(di Angela Sciortino) Non solo Strazzavisazza, Maiorca e Timilìa insieme alla sua versione dialettale Tumminìa. Nel database dell’Ufficio Marchio e Brevetti ci sono tanti altri marchi in cui da soli, o insieme ad altre parole, sono indicate le denominazioni di alcuni grani antichi siciliani tornati tanto di moda in pizzerie a la page e ristoranti stellati.
I tre (o meglio quattro) marchi sono quelli che nelle scorse settimane hanno spopolato sui social per una rovente polemica sull’uso di queste dizioni rivendicata in esclusiva da una società con sede a Verona. É bastato qualche giorno di feroci critiche perché la società veronese (ma un tempo siciliana) Terra e Tradizioni dichiarasse di non avere più nessuna intenzione di imporre royalties o altri limiti ai produttori siciliani e di volere cedere ad un prezzo simbolico i marchi in suo possesso alla Stazione di Granicoltura di Caltagirone. Tutto risolto, dunque? Macchè. La vicenda non è chiusa: non è certo, infatti, l’esito della richiesta dell’Assessorato Agricoltura che è corso ai ripari chiedendo al Ministero dello Sviluppo Economico la revoca della registrazione. Il motivo? Semplice, la normativa lascia ampi spazi di manovra alle imprese o ai singoli soggetti di registrare nomi e diciture che possono anche definire prodotti di larga diffusione e indicazioni territoriali. Tant’è vero che perfino il termine Sicilia è inserito in una gran varietà di marchi registrati.
E chi è convinto che siano solo imprese “del Continente” a pensare di “difendere motu proprio” le peculiarità dell’Isola, è caduto in errore. Basta dedicare un po’ di tempo sul portale e scoprire per esempio che ci sono “bidì di sicilia bio” e “selezione Russello” registrati da Mulini Riggi di Caltanissetta e un “perciasacchi di sicilia bio” in lavorazione sempre su richiesta dei mulini nisseni. Ma c’è pure “Perciasacchi” registrato da Be Good sas di Palermo e alcuni marchi per pasta e pane in cui è inserito il termine timilia registrati da Mulini del Ponte di Castelevetrano, così come lo stesso Filippo Ignazio Drago ha in lavorazione una richiesta per “nero di tumminia”.
Il comparto dei grani antichi, protagonista negli ultimi tempi di uno sviluppo tumultuoso e inaspettato, pur rappresentando una scelta vincente per agricoltori stanchi di continui deprezzamenti del grano duro a causa della agguerrita concorrenza dei grani esteri (canadese e ucraino), necessita però di una iniezione di trasparenza che aiuti gli agricoltori ad uscire da una specie di clandestinità.

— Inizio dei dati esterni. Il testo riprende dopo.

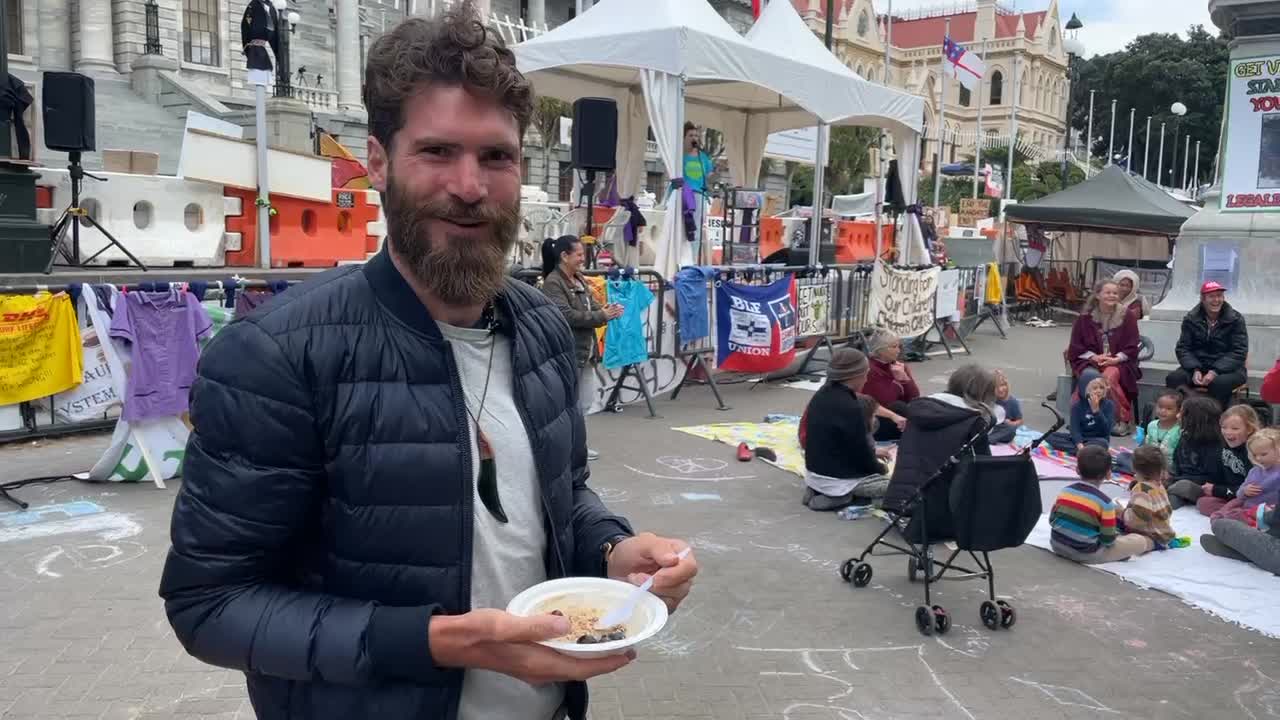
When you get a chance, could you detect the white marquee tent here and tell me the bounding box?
[513,0,924,277]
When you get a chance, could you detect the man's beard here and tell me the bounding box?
[385,178,520,305]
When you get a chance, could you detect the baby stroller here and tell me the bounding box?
[840,402,1064,635]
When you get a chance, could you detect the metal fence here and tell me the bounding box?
[0,264,1005,442]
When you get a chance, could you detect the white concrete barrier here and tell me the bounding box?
[36,168,227,266]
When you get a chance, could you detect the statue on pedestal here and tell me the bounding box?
[241,0,280,86]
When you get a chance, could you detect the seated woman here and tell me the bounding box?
[1165,281,1249,407]
[883,365,1004,537]
[801,347,888,510]
[1111,270,1151,320]
[1066,281,1142,436]
[861,331,920,441]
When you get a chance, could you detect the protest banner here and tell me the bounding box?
[1221,55,1280,213]
[716,275,796,373]
[868,260,940,338]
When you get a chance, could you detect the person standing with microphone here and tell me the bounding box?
[685,123,716,265]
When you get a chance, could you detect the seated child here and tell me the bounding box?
[987,370,1023,443]
[1142,389,1183,464]
[1123,445,1175,547]
[1048,377,1116,453]
[1169,395,1222,510]
[1210,428,1280,523]
[1170,405,1260,515]
[1048,445,1156,565]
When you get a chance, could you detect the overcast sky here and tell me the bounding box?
[876,0,1217,55]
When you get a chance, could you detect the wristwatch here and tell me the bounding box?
[600,533,631,578]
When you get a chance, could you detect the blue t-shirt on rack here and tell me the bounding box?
[671,265,716,345]
[604,281,653,369]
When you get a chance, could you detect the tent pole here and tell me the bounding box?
[809,0,836,266]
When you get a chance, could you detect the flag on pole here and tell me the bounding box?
[942,36,987,91]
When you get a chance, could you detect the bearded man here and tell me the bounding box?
[160,3,698,720]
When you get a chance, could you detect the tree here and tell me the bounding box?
[1071,24,1229,184]
[532,96,573,188]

Attualmente solo Giuseppe Li Rosi, cofondatore dell’Associazione “Simenza” può riprodurre seme da fornire ad altri cerealicoltori per coltivare grani antichi di tre varietà, la timilia a reste nere, la maiorca e la strazzavisazzi (perciasacchi). Presto sarà affiancato da altri ventidue agricoltori che, superata favorevolmente l’istruttoria della Commissione insediata presso l’Assessorato regionale Agricoltura, attendono l’ok del ministero e saranno iscritti per le varietà Romano, Regina, Capeiti, Tripolino, Tumminia Reste Bianche e Maiorca. Si aggiungono poi 6 Perciasacchi, 2 Bidì, 4 Russello e 4 Tumminia Reste Nere.